Sim, durante a época no Gil Vicente a Elisabete engravida. O Diogo nasceu quando eu já estava em França. Era o meu primeiro filho, disse que tinha de vir a Portugal e o treinador dispensou-me um fim de semana. Fui vê-lo, voltei e passado um mês ela foi lá ter comigo.

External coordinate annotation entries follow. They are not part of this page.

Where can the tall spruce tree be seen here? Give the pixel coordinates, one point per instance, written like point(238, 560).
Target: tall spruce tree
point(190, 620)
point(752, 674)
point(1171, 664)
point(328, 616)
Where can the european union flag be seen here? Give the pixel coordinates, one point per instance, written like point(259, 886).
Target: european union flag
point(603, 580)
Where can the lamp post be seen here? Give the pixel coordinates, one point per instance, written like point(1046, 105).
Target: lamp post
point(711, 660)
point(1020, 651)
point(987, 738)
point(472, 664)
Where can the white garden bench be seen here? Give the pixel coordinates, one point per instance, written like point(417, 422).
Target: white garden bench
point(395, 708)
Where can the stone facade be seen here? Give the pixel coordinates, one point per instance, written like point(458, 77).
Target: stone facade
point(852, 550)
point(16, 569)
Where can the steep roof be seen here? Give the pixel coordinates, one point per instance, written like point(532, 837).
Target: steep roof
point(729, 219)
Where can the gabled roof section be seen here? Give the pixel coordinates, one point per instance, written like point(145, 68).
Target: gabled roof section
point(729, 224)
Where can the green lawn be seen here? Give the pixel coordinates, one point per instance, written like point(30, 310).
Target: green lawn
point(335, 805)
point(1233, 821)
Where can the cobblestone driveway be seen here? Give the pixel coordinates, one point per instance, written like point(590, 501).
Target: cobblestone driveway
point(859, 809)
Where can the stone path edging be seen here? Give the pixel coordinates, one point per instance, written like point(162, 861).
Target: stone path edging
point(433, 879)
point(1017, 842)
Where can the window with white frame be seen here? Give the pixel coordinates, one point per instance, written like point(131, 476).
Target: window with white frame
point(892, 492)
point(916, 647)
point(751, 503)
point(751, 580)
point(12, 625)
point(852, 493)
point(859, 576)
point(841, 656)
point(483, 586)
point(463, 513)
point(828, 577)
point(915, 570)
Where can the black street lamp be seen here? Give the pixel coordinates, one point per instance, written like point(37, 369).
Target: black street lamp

No início foi para França sozinho. Receberem-no bem?
Clube fantástico, presidente dos melhores também, cidade espetacular. Infelizmente, não tive sorte porque as lesões acompanharam toda essa época, sempre por causa de pancadas. É que também tenho essa particularidade: nunca tive microroturas e roturas, o que quer dizer que fazia bem os exercícios, comia bem, tinha uma vida regrada. Porque esse tipo de lesões tem mais probabilidade de acontecer a quem faz outras vidas.

Era um jogo duro?
Era. Muita gente africana, com grande capacidade física e tive azar. Se calhar meti o pé onde não devia e levei três ou quatro pancadas que me arrumaram fisicamente. Ainda joguei uns 14 jogos no total.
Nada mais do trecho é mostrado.